Routine safety monitoring of blinded data in study 206 has revealed an incidence of abnormalities of liver function tests that is higher than expected in this population. The abnormalities are apparent from day 28 of dosing but the incidence and severity appear to increase progressively with increasing duration of participation in the study. Despite the fact that the treatment allocation remains blinded, Addex is of the opinion that the risk to benefit profile of the drug observed in the study is not sufficiently favourable to justify continuation of the trial and is terminating the study in the best interests of patient safety. The full benefit risk profile of ADX10059 in this indication will be evaluated once the study has been unblinded and all efficacy and safety data have been analyzed.
"No liver function abnormalities have been seen in any of the previously reported clinical trials, several of which explored higher doses, including the recently reported study ADX10059-204, a 2-week study of monotherapy in 103 GERD patients. Study 205 a 4-week study of ADX10059 as an add-on therapy to PPIs in GERD patients, is due to un-blind around the end of the year. The data from that study will also help in the determination of the overall safety profile of the drug," said Charlotte Keywood, chief medical officer.
"This is an unfortunate and unexpected development," said Vincent Mutel, chief executive officer. "We are working to rapidly understand the relationship of the liver function abnormalities to the treatment and the implications for development of ADX10059 in migraine prevention and other indications."
Study ADX10059-206 is a double-blind, placebo-controlled, dose range finding, multi-centre European phase-IIb trial in 240 patients who suffer from three or more migraine attacks per month. Following a one-month baseline period, patients take study medication for three months. The primary endpoint compares migraine frequency and severity in the last month of treatment with the baseline. The data are being un-blinded and will be analyzed and any indications of efficacy will be reported in early January.
Study ADX10059-205 is a double-blind, placebo-controlled, multi-centre US and European phase-IIb trial in 280 GERD patients who are partial responders to proton pump inhibitors (PPIs). In Study 205 ADX10059 is being used as an add-on therapy to the patients' existing PPI treatment. There was a baseline symptom evaluation period followed by four weeks of administration of twice-daily ADX10059 (50mg, 100mg or 150mg). The primary endpoint is patient reported symptom control compared to baseline. Data are expected to be communicated in early January.

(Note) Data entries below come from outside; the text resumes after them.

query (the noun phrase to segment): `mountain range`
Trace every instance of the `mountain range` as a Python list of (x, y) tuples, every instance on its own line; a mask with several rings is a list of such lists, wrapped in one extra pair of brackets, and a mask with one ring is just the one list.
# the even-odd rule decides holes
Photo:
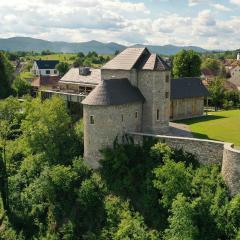
[[(196, 46), (175, 46), (175, 45), (142, 45), (136, 44), (134, 46), (147, 47), (151, 52), (163, 54), (163, 55), (173, 55), (176, 54), (181, 49), (192, 49), (197, 52), (207, 52), (208, 50), (196, 47)], [(95, 51), (98, 54), (113, 54), (116, 51), (121, 51), (127, 46), (109, 42), (102, 43), (98, 41), (89, 42), (51, 42), (30, 37), (12, 37), (12, 38), (0, 38), (0, 50), (5, 51), (43, 51), (50, 50), (52, 52), (64, 52), (64, 53), (76, 53), (83, 52), (88, 53), (89, 51)]]

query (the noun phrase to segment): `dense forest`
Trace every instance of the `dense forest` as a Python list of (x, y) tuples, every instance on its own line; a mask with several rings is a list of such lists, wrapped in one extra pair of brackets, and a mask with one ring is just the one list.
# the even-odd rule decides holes
[(0, 239), (240, 239), (240, 195), (219, 166), (126, 136), (92, 171), (61, 99), (9, 97), (0, 112)]
[(125, 136), (91, 170), (82, 121), (60, 98), (24, 96), (30, 86), (7, 58), (0, 53), (0, 240), (240, 240), (240, 195), (230, 197), (220, 166)]

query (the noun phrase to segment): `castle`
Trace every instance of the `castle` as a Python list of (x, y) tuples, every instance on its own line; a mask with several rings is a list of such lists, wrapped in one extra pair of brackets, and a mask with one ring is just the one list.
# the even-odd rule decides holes
[(240, 150), (233, 144), (162, 135), (172, 119), (203, 115), (208, 92), (199, 78), (172, 79), (161, 57), (147, 48), (127, 48), (102, 69), (71, 68), (58, 84), (42, 98), (57, 94), (83, 108), (84, 159), (92, 168), (99, 168), (99, 150), (112, 146), (117, 136), (130, 134), (135, 143), (158, 138), (202, 164), (221, 165), (230, 193), (240, 192)]
[(166, 133), (180, 96), (183, 112), (202, 115), (208, 93), (201, 81), (177, 79), (174, 86), (170, 67), (147, 48), (127, 48), (105, 64), (101, 81), (82, 101), (86, 162), (98, 168), (99, 150), (128, 132)]

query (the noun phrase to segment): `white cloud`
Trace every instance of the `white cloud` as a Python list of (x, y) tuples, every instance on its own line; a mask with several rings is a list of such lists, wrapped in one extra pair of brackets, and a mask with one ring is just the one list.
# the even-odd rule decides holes
[(230, 0), (231, 3), (240, 5), (240, 0)]
[(222, 5), (222, 4), (219, 4), (219, 3), (212, 3), (210, 4), (212, 7), (214, 7), (215, 9), (219, 10), (219, 11), (225, 11), (225, 12), (230, 12), (232, 11), (230, 8)]
[[(211, 1), (188, 1), (191, 6), (203, 2), (226, 11), (223, 5)], [(0, 37), (24, 35), (74, 42), (95, 39), (212, 49), (239, 48), (240, 42), (238, 16), (220, 20), (218, 12), (209, 9), (195, 16), (167, 11), (153, 16), (143, 2), (130, 0), (22, 0), (21, 4), (19, 0), (0, 1), (0, 22)]]
[(189, 6), (196, 6), (200, 3), (204, 3), (206, 0), (188, 0), (188, 5)]

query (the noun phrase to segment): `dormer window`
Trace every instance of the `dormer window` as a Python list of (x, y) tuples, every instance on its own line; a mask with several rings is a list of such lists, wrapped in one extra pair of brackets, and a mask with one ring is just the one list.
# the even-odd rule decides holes
[(135, 118), (138, 119), (138, 112), (135, 112)]
[(94, 116), (93, 115), (90, 116), (90, 124), (94, 124)]

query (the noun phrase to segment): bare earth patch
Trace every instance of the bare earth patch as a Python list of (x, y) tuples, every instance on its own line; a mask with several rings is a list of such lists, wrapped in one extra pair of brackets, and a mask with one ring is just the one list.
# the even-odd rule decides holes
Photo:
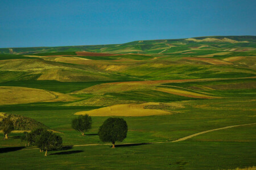
[(42, 101), (67, 101), (76, 99), (68, 95), (43, 90), (10, 86), (1, 86), (0, 96), (0, 105)]
[(232, 63), (224, 61), (216, 58), (197, 58), (197, 57), (183, 57), (184, 59), (189, 60), (200, 61), (207, 63), (209, 63), (213, 65), (232, 65)]
[(170, 112), (158, 109), (144, 109), (149, 105), (158, 105), (157, 103), (146, 103), (141, 104), (118, 104), (89, 111), (76, 112), (75, 114), (88, 114), (91, 116), (146, 116), (171, 114)]

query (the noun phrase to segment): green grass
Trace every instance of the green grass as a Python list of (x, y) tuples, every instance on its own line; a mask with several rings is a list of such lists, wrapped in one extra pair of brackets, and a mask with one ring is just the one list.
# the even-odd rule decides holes
[[(252, 109), (255, 106), (254, 99), (254, 97), (245, 97), (176, 101), (175, 103), (183, 107), (167, 108), (172, 114), (123, 117), (127, 122), (129, 132), (123, 143), (171, 141), (205, 130), (254, 123), (256, 120)], [(63, 133), (60, 135), (63, 137), (64, 145), (102, 143), (97, 135), (82, 137), (71, 126), (72, 119), (77, 117), (73, 114), (75, 113), (95, 108), (62, 107), (61, 108), (59, 104), (45, 103), (40, 107), (36, 104), (10, 105), (6, 106), (9, 110), (6, 108), (5, 112), (34, 118)], [(51, 105), (52, 106), (50, 107)], [(1, 109), (5, 110), (5, 108)], [(86, 134), (97, 134), (98, 128), (107, 118), (93, 117), (92, 129)], [(74, 147), (68, 150), (50, 151), (49, 154), (64, 152), (63, 155), (50, 155), (47, 158), (43, 156), (38, 150), (19, 150), (1, 154), (0, 163), (4, 169), (19, 168), (20, 164), (24, 164), (28, 169), (39, 167), (51, 169), (53, 167), (55, 169), (83, 167), (101, 169), (104, 164), (103, 167), (106, 169), (122, 167), (122, 169), (166, 169), (181, 168), (182, 163), (185, 163), (183, 168), (188, 169), (245, 167), (254, 165), (254, 158), (256, 156), (253, 151), (256, 146), (255, 138), (251, 137), (255, 128), (246, 127), (225, 130), (229, 131), (228, 133), (211, 132), (202, 135), (201, 139), (197, 138), (200, 137), (198, 136), (179, 143), (120, 147), (115, 150), (108, 146)], [(243, 134), (239, 135), (238, 132)], [(229, 134), (230, 137), (222, 137), (221, 134)], [(10, 137), (20, 135), (11, 134)], [(203, 137), (204, 135), (209, 136)], [(243, 142), (237, 141), (237, 137)], [(216, 140), (218, 141), (216, 142)], [(2, 148), (24, 144), (19, 139), (11, 138), (9, 141), (0, 139)]]
[[(214, 37), (222, 39), (224, 37)], [(13, 61), (3, 60), (27, 58), (27, 57), (8, 54), (9, 48), (1, 48), (0, 86), (24, 87), (68, 94), (113, 81), (255, 76), (255, 61), (251, 57), (233, 62), (230, 65), (214, 65), (182, 58), (186, 56), (229, 52), (232, 48), (250, 49), (250, 50), (233, 51), (230, 54), (213, 58), (221, 60), (233, 56), (255, 56), (255, 36), (227, 37), (250, 42), (197, 42), (179, 39), (136, 41), (119, 45), (13, 48), (15, 53), (42, 56), (76, 56), (75, 52), (78, 51), (133, 53), (150, 56), (126, 54), (109, 57), (77, 56), (95, 60), (88, 63), (85, 62), (83, 65), (35, 60), (34, 57), (29, 57), (30, 60), (22, 62), (19, 61), (15, 65)], [(196, 39), (205, 38), (206, 37)], [(164, 48), (168, 48), (170, 44), (176, 47), (158, 54)], [(191, 48), (201, 45), (208, 46), (199, 50), (191, 49)], [(134, 51), (125, 52), (127, 49)], [(193, 53), (180, 53), (185, 50)], [(178, 53), (171, 53), (173, 52)], [(155, 58), (153, 58), (154, 57), (162, 57)], [(119, 59), (131, 60), (118, 61)], [(11, 66), (13, 65), (14, 66)], [(74, 82), (36, 80), (41, 74), (51, 71), (46, 70), (47, 67), (44, 66), (59, 68), (56, 69), (56, 74), (64, 76), (60, 81), (68, 79)], [(115, 71), (105, 70), (104, 68), (109, 66), (120, 66), (122, 69)], [(81, 82), (84, 80), (90, 82)], [(163, 109), (170, 112), (170, 114), (164, 115), (121, 117), (126, 121), (129, 129), (127, 138), (122, 143), (168, 142), (213, 129), (256, 122), (255, 79), (211, 80), (159, 86), (201, 94), (206, 92), (222, 97), (193, 99), (152, 90), (106, 93), (101, 96), (100, 94), (93, 95), (92, 87), (92, 94), (73, 95), (80, 98), (77, 101), (0, 105), (0, 112), (25, 116), (43, 123), (59, 131), (64, 146), (104, 143), (100, 141), (97, 133), (99, 127), (109, 117), (92, 117), (92, 128), (86, 133), (85, 137), (82, 137), (79, 132), (72, 128), (71, 121), (77, 117), (74, 114), (75, 113), (97, 109), (104, 107), (104, 104), (100, 104), (100, 107), (90, 105), (91, 103), (88, 103), (90, 105), (84, 103), (84, 105), (77, 106), (64, 106), (77, 104), (80, 103), (80, 100), (94, 99), (94, 97), (95, 100), (104, 97), (102, 102), (106, 101), (106, 103), (112, 100), (117, 104), (131, 101), (134, 103), (158, 102), (159, 105), (148, 105), (146, 108)], [(109, 102), (106, 102), (108, 100)], [(95, 101), (97, 103), (97, 101)], [(65, 150), (50, 151), (50, 155), (46, 158), (37, 149), (11, 151), (12, 147), (24, 146), (25, 143), (21, 142), (19, 138), (22, 134), (11, 133), (11, 138), (8, 140), (0, 138), (0, 169), (223, 169), (251, 167), (256, 165), (255, 126), (212, 131), (177, 143), (126, 146), (113, 150), (108, 145), (73, 147)], [(117, 142), (117, 144), (122, 143)]]
[(35, 54), (39, 56), (56, 56), (56, 55), (75, 55), (76, 56), (75, 52), (54, 52), (54, 53), (38, 53)]
[(10, 81), (0, 83), (0, 86), (16, 86), (39, 88), (67, 94), (82, 90), (96, 84), (113, 81), (61, 82), (56, 80)]
[(33, 58), (38, 58), (33, 57), (23, 56), (22, 55), (0, 54), (0, 60), (14, 60), (14, 59), (33, 59)]
[(194, 99), (155, 90), (130, 91), (119, 93), (106, 93), (105, 96), (121, 100), (141, 101), (170, 102)]
[[(144, 144), (111, 149), (76, 147), (50, 151), (18, 150), (0, 155), (1, 168), (58, 169), (222, 169), (253, 166), (255, 142), (199, 142)], [(196, 155), (195, 153), (196, 153)], [(184, 168), (184, 169), (183, 169)]]

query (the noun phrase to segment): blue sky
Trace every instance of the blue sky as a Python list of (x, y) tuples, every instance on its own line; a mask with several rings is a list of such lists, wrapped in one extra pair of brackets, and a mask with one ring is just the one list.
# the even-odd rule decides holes
[(256, 1), (0, 1), (0, 48), (255, 35)]

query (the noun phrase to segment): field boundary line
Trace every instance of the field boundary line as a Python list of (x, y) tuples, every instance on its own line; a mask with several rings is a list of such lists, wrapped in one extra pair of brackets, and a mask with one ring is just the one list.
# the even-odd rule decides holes
[[(242, 125), (233, 125), (233, 126), (226, 126), (224, 128), (220, 128), (217, 129), (214, 129), (212, 130), (206, 130), (199, 133), (197, 133), (192, 135), (190, 135), (189, 136), (187, 136), (181, 138), (180, 138), (179, 139), (173, 141), (168, 141), (168, 142), (144, 142), (144, 143), (121, 143), (121, 144), (117, 144), (117, 145), (127, 145), (127, 144), (154, 144), (154, 143), (173, 143), (173, 142), (177, 142), (180, 141), (183, 141), (185, 140), (187, 140), (188, 139), (191, 138), (192, 137), (199, 135), (202, 134), (205, 134), (208, 132), (211, 132), (213, 131), (216, 130), (220, 130), (222, 129), (226, 129), (232, 128), (235, 128), (235, 127), (238, 127), (238, 126), (246, 126), (246, 125), (255, 125), (256, 123), (253, 123), (253, 124), (242, 124)], [(92, 144), (75, 144), (75, 145), (69, 145), (69, 146), (64, 146), (64, 147), (79, 147), (79, 146), (97, 146), (97, 145), (109, 145), (112, 144), (111, 143), (92, 143)], [(27, 149), (22, 149), (22, 150), (36, 150), (39, 149), (38, 148), (27, 148)]]

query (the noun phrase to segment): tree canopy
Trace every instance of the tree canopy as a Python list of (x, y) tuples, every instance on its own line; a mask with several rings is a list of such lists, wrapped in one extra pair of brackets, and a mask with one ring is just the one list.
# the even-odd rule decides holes
[(36, 137), (35, 144), (40, 150), (45, 150), (44, 156), (47, 156), (47, 151), (62, 148), (62, 138), (52, 131), (46, 130)]
[(1, 129), (3, 130), (5, 139), (8, 139), (8, 134), (14, 130), (13, 122), (9, 118), (3, 119)]
[(88, 114), (80, 115), (72, 120), (72, 126), (84, 136), (84, 133), (92, 128), (92, 117)]
[(102, 142), (110, 142), (115, 147), (116, 141), (122, 142), (126, 138), (128, 126), (122, 118), (110, 117), (106, 120), (98, 130), (98, 134)]
[(36, 137), (44, 131), (47, 131), (46, 129), (38, 128), (32, 130), (30, 133), (24, 132), (24, 135), (22, 137), (21, 139), (22, 141), (27, 141), (28, 146), (30, 146), (30, 144), (35, 145)]

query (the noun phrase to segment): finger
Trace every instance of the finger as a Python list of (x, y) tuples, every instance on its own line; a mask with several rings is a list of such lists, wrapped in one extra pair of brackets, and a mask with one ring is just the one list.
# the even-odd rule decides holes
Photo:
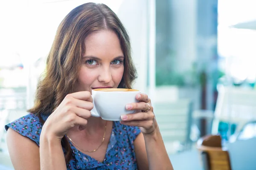
[(75, 120), (74, 124), (79, 125), (80, 130), (84, 129), (87, 126), (87, 120), (79, 116), (77, 116)]
[[(63, 113), (68, 113), (69, 114), (75, 113), (75, 117), (71, 117), (71, 120), (75, 119), (75, 117), (79, 116), (84, 119), (88, 119), (91, 116), (90, 110), (81, 108), (78, 108), (74, 106), (67, 106), (63, 108), (64, 111)], [(74, 115), (73, 115), (74, 116)]]
[(91, 102), (73, 99), (72, 103), (76, 107), (89, 110), (90, 110), (93, 108), (93, 104)]
[(127, 114), (121, 116), (122, 120), (125, 122), (134, 120), (153, 120), (154, 118), (154, 115), (151, 112)]
[(136, 96), (136, 99), (139, 101), (144, 102), (146, 103), (150, 101), (150, 99), (148, 98), (148, 95), (143, 93), (137, 94)]
[(125, 106), (126, 110), (147, 110), (148, 108), (150, 110), (153, 108), (150, 105), (145, 102), (138, 102), (137, 103), (133, 103), (127, 105)]
[(93, 97), (90, 92), (87, 91), (79, 91), (68, 94), (66, 96), (66, 98), (74, 98), (83, 100), (87, 100), (93, 102)]
[(90, 112), (87, 110), (76, 107), (74, 107), (73, 110), (77, 116), (81, 118), (87, 119), (91, 116)]

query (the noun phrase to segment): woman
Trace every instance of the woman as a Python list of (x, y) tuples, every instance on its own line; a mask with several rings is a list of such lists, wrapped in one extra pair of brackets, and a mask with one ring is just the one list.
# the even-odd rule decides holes
[(142, 111), (120, 122), (91, 116), (92, 90), (131, 88), (131, 55), (128, 34), (107, 6), (87, 3), (68, 14), (30, 113), (6, 126), (15, 169), (173, 169), (146, 95), (126, 106)]

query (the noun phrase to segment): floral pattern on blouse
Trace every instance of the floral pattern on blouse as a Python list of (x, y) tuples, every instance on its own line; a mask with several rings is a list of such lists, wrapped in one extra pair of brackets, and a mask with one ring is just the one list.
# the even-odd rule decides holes
[[(48, 117), (44, 116), (42, 117), (44, 120)], [(29, 113), (5, 126), (6, 130), (11, 128), (34, 141), (38, 146), (42, 127), (38, 118), (32, 113)], [(80, 152), (70, 141), (73, 156), (67, 164), (67, 170), (137, 170), (133, 142), (140, 133), (138, 127), (113, 122), (105, 158), (102, 162)]]

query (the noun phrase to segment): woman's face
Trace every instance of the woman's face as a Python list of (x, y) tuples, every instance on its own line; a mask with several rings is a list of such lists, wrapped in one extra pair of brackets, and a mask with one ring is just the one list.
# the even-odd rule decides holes
[(102, 30), (87, 36), (77, 90), (116, 88), (124, 73), (124, 54), (116, 34)]

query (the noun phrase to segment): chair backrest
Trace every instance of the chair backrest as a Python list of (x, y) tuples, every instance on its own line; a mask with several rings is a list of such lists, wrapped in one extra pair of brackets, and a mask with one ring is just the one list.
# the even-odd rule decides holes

Study ADX10059-204 was a double-blind, placebo-controlled, multi-centre European phase-IIb trial in 103 GERD patients known to respond well to PPIs. There was a two-week baseline symptom evaluation period followed by two weeks of administration of ADX10059 120 mg twice daily. ADX10059 achieved the co-primary endpoints of patient reported symptom control compared to baseline and the effects of ADX10059 on lower esophageal sphincter (LES) function as well as multiple secondary endpoints. There were no serious adverse events in the study and safety monitoring parameters were within normal limits. Mild or moderate adverse events included dizziness, vertigo and sleep disturbance.
ADX10059 is a metabotropic glutamate receptor 5 (mGluR5) negative allosteric modulator (NAM). Glutamate overstimulation is thought to contribute via different mechanisms to pathology in both migraine and GERD.
Addex Pharmaceuticals discovers and develops allosteric modulators for human health. Allosteric modulators are a different kind of orally available small molecule therapeutic agent, which we believe will offer a competitive advantage over classical drugs.